En juin, lorsqu'une poignée d'élèves de 5e secondaire grimpent sur le podium, vêtus de la toge, coiffés du mortier, tout le village est présent dans le gymnase de l'école pour fêter avec eux. Le diplôme d'études secondaires est source d'une grande fierté.

Mis à jour le 27 févr. 2012
Pascale Breton LA PRESSE

À 34 ans, Lucy Aupalu ne regrette pas d'avoir persévéré. Elle a pourtant abandonné ses études à deux reprises. Elle n'était pas épaulée par sa mère, qui l'élevait seule.

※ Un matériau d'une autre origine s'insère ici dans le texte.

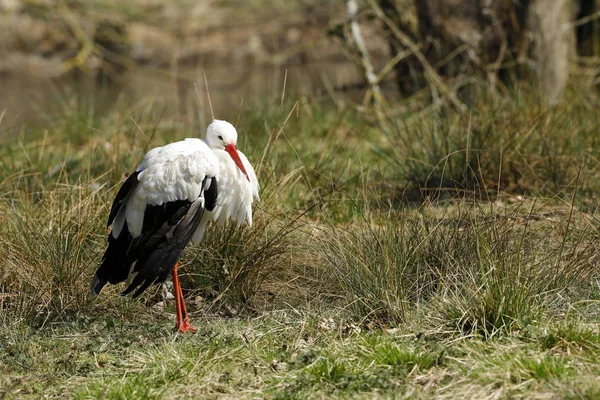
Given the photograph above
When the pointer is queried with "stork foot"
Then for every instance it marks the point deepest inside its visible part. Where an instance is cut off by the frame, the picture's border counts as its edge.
(184, 326)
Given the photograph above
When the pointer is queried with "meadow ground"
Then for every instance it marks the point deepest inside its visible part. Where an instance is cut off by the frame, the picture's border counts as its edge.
(435, 254)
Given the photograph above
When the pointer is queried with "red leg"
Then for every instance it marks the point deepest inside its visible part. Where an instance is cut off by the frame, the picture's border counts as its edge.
(183, 321)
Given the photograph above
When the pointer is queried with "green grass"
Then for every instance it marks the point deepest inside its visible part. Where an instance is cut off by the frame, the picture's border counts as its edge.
(348, 285)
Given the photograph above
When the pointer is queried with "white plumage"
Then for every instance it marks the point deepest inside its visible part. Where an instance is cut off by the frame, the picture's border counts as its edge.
(174, 193)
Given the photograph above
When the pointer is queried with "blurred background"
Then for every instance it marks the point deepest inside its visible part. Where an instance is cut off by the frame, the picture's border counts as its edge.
(392, 53)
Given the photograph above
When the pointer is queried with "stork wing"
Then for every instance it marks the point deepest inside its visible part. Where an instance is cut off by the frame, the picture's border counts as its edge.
(156, 212)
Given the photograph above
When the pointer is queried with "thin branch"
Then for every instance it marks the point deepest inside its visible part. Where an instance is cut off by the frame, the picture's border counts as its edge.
(430, 72)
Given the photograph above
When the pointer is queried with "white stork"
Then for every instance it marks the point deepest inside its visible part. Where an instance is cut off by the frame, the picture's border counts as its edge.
(167, 202)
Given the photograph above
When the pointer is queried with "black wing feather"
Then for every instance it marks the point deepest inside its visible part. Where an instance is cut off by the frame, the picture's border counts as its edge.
(126, 188)
(166, 230)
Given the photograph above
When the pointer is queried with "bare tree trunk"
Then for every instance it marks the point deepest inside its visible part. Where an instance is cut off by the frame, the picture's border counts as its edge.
(554, 46)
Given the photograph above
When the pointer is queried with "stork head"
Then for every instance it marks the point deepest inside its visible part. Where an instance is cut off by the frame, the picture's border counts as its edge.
(221, 135)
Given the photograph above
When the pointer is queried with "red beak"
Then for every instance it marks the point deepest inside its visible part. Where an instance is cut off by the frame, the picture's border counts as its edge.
(230, 148)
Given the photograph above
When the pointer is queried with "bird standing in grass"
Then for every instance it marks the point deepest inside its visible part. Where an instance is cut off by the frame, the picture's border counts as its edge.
(167, 202)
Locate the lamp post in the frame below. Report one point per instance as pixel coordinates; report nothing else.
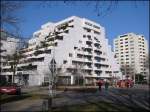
(52, 65)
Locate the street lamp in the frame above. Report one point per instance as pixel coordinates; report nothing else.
(52, 65)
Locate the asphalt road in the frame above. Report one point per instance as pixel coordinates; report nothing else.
(134, 98)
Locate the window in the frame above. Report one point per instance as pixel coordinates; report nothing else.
(96, 32)
(70, 54)
(96, 27)
(56, 44)
(66, 31)
(87, 23)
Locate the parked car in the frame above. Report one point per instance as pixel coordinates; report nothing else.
(10, 88)
(125, 83)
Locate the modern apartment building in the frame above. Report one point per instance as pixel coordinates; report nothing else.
(79, 48)
(131, 51)
(8, 46)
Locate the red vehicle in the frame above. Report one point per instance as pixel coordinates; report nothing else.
(10, 89)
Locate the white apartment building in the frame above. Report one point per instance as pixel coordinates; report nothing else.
(79, 48)
(131, 51)
(8, 46)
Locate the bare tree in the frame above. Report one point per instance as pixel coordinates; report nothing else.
(9, 19)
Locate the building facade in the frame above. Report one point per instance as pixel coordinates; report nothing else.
(79, 48)
(131, 51)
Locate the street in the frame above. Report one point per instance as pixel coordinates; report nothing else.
(115, 99)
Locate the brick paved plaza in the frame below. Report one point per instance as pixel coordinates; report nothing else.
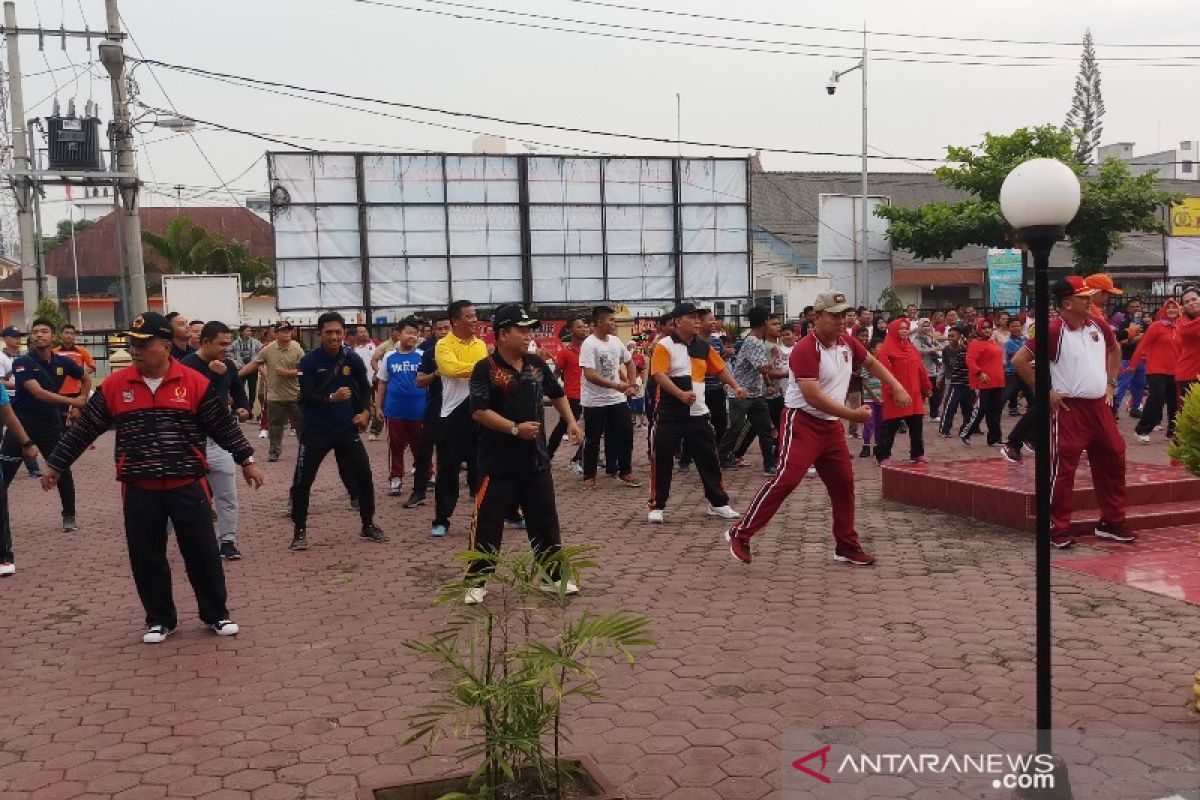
(310, 699)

«Je crois que ce diplôme m'a donné plus d'indépendance que bien des personnes de ma génération», raconte aujourd'hui l'enseignante.

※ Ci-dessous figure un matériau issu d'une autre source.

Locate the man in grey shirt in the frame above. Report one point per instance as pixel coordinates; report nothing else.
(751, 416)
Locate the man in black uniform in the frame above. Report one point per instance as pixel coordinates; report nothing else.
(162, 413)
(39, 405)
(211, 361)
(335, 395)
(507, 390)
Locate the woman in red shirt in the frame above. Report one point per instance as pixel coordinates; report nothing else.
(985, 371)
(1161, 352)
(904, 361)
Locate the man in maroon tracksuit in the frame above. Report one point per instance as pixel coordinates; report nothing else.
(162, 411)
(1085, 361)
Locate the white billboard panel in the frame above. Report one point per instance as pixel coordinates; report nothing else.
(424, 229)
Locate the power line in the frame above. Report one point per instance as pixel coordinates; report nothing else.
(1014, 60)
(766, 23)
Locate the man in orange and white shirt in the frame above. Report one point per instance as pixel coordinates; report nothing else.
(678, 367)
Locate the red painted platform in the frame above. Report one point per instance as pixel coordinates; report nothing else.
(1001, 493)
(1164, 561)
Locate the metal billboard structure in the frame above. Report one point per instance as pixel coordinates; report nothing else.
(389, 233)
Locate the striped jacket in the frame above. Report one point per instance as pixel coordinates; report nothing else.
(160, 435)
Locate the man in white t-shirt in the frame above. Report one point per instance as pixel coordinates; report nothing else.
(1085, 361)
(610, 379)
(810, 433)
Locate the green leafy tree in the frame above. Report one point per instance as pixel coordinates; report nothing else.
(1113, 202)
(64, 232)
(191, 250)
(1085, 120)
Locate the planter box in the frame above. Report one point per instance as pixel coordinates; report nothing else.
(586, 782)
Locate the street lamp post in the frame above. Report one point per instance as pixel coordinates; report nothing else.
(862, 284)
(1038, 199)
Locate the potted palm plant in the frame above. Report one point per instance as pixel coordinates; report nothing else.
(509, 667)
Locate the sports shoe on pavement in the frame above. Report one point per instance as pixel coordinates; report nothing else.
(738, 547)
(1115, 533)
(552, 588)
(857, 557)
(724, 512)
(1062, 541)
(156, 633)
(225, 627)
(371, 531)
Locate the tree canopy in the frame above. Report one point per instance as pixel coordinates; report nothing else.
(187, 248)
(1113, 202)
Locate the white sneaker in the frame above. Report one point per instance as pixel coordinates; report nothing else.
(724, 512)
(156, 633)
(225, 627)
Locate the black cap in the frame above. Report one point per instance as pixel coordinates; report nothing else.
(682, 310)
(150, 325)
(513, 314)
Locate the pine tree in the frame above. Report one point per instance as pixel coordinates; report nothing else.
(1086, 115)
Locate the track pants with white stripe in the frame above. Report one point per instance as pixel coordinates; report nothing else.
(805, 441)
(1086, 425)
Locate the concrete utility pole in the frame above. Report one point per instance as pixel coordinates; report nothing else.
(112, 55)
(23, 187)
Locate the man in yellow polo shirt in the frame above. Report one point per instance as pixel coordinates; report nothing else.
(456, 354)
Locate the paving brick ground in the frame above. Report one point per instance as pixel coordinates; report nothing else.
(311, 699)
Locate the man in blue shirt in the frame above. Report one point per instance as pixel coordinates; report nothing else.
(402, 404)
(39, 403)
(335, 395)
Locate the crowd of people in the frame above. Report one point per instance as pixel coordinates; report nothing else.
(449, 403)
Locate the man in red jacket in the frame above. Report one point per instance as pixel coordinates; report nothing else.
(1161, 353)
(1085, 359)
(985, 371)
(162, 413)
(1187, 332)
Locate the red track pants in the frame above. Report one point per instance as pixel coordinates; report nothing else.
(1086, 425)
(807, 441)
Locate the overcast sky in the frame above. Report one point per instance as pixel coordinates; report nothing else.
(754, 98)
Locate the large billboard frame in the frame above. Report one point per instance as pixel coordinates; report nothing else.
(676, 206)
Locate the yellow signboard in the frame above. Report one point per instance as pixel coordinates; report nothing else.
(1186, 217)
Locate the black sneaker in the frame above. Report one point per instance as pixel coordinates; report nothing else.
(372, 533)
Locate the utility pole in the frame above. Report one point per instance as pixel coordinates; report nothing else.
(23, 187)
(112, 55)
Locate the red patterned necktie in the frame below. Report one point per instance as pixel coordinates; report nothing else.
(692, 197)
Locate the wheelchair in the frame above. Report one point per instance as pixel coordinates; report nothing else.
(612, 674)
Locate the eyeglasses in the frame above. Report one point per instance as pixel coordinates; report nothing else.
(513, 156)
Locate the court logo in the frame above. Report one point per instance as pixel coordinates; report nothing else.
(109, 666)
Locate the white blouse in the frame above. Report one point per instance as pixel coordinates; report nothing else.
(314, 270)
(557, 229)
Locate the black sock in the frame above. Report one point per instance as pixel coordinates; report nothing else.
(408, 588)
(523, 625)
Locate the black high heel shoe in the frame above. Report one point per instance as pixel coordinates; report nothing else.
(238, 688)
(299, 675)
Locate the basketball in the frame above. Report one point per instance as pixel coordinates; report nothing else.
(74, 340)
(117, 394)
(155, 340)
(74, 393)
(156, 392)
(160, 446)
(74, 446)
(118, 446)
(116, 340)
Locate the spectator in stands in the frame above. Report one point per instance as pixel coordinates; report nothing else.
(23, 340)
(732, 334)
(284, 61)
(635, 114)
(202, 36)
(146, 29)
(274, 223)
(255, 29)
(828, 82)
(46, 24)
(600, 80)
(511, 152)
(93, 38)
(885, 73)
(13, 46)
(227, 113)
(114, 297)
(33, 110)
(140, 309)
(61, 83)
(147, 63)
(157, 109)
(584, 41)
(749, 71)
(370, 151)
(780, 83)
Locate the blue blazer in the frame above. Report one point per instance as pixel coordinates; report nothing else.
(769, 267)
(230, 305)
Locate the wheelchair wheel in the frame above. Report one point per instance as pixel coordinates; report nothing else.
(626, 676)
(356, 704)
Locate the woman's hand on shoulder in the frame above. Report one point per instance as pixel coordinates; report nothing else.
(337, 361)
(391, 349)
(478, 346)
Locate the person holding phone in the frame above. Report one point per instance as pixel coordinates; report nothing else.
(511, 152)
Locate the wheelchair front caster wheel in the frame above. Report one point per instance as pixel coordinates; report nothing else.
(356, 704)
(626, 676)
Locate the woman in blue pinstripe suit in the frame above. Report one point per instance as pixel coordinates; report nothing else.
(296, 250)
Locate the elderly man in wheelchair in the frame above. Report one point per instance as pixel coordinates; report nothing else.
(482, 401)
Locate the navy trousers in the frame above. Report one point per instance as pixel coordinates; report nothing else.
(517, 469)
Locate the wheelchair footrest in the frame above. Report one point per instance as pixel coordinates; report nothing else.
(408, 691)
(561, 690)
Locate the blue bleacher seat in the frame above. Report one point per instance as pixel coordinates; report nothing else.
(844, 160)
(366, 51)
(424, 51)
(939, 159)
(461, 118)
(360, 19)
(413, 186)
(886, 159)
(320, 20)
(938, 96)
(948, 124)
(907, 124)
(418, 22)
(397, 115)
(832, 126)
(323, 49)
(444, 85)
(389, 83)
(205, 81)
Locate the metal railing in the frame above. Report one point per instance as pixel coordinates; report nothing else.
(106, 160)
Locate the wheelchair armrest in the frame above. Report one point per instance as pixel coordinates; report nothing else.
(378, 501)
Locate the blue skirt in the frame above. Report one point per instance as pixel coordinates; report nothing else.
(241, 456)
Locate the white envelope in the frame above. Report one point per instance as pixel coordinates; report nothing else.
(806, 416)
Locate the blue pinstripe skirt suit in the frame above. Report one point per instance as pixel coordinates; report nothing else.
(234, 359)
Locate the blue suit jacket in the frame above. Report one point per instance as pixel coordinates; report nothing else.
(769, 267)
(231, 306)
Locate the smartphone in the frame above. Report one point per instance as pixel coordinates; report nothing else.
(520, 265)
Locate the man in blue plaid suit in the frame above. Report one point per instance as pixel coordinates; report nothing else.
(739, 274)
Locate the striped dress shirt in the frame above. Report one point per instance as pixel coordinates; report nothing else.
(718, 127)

Elle ne s'est pas arrêtée là. La mère de trois enfants a aussi suivi une formation pour être reconnue comme enseignante qualifiée. Après 10 ans de persévérance, Mme Aupalu vient d'obtenir son premier certificat.

Elle encourage sa fille aînée, 12 ans, à poursuivre ses études.

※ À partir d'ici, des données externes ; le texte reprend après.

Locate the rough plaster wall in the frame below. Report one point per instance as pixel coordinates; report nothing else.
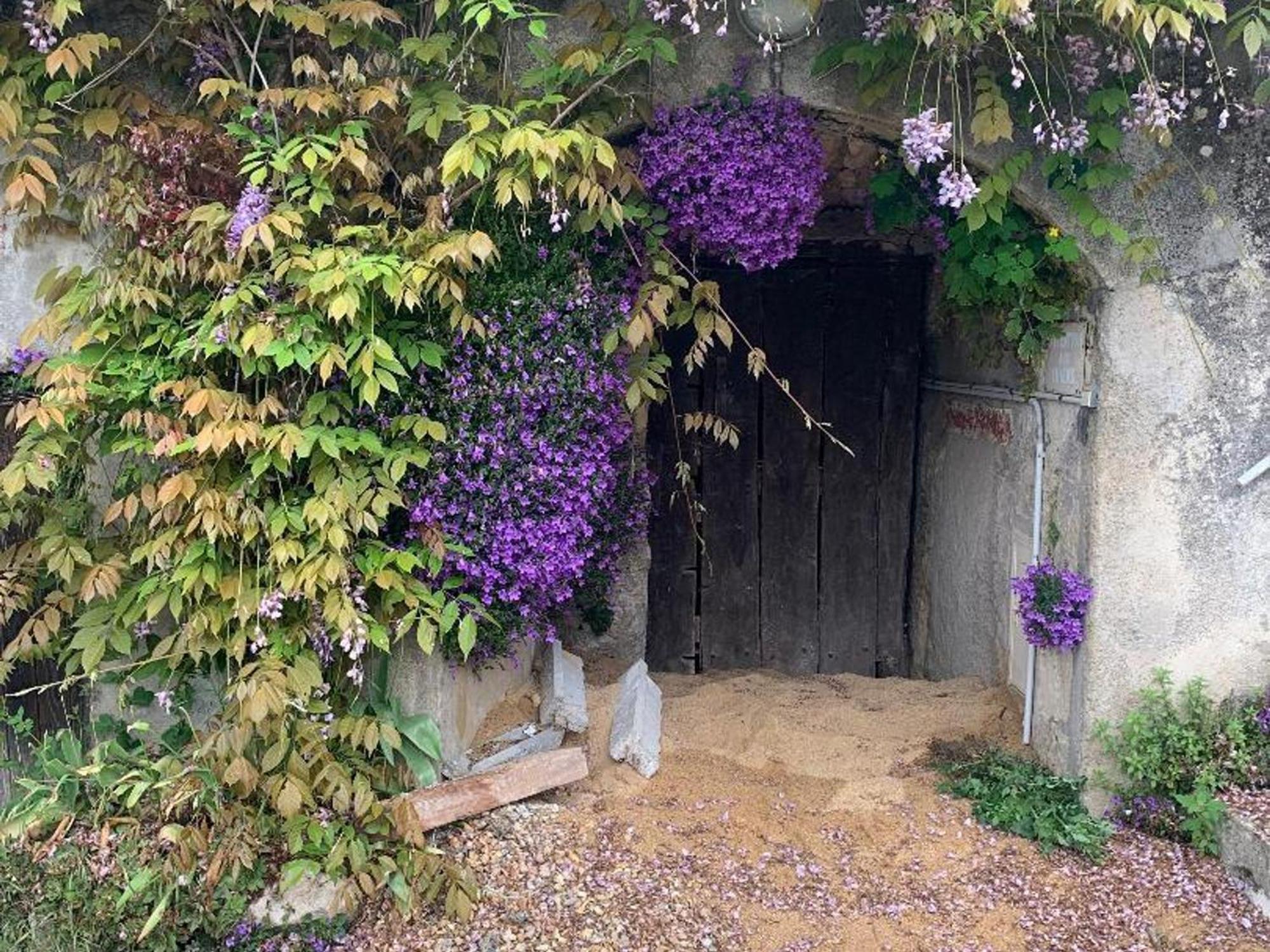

La jeune fille étudie en français. Un choix fait par ses parents qui veulent ainsi lui offrir plus de possibilités. C'est une troisième langue pour elle. «J'essaie de l'aider dans ses devoirs, mais c'est difficile. Je ne parle pas le français», explique Mme Aupalu.

La question de la langue est importante dans ce coin de pays isolé. L'école se fait en inuktitut de la maternelle à la 3e année. Par la suite, la scolarisation se fait totalement en langue seconde.

Un rêve

Directeur d'école depuis 29 ans, Aipilie Kenuayuak regarde avec fierté les petits de maternelle. C'est une période de jeux libres. Des fillettes jouent à la maman. Elles ont installé une poupée dans le capuchon de leur manteau, comme leurs mères.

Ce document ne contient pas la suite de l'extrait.